That is Margaret Renkl, New York Times columnist, pictured above. As I found out from the Wikipedia entry I have linked, Renkl was born in 1961, the year I graduated from Palo Alto High School. Well, "graduation day" activities are just about to take place at the University of California, Santa Cruz, where I teach classes in the Legal Studies Program, so I thought it was appropriate to highlight an excerpt from a graduation speech that Renkl published in The New York Times. Here is the title of her column: "Remembering 2 Things [To] Prepare You For Every Challenge Ahead."
That is the (slightly amended) "hard copy" version of the title on her column.
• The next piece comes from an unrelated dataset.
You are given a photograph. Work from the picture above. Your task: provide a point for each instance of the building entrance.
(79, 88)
Online, should you be able to penetrate the paywall erected by The Times, to protect its intellectual property, the title to Renkl's column is decidedly more "downbeat." In the online version, Renkl's speech to graduates of The University of the South (popularly known as "Sewanee") was titled as follows: "Graduates, My Generation Wrecked So Much That’s Precious. How Can I Offer You Advice?"
Sewanee is a "religious" school, which somewhat explains Renkl's advice to the graduates, who are, presumably, more prepared than the average person to believe the truth of what the Bible tells us, right off the bat, in the Book of Genesis, 1:31: "God saw all that he had made, and it was very good."
Renkl doesn't cite to God or the Bible to validate her advice to the 2023 graduates she addressed at The University of the South. While I happen to think that the Bible (in both the New and the Old Testaments) provides us with some very important truths, and that what the Bible says can help us navigate these lives with which we have, so unexpectedly, been gifted, I would agree with Renkl that you don't need to look to any further than your own experience to validate the truth of what she tells those graduates. She does have two observations, as she outlines here:
Merely by falling in love with the world, you will begin to make it better. Human beings will work to their dying breath to save something they love. Fall in love with the wild world, and you are taking the first step toward saving it:
The world is beautiful. People are good.
Remembering that will help you remember how good you are, and how much good you can do, too.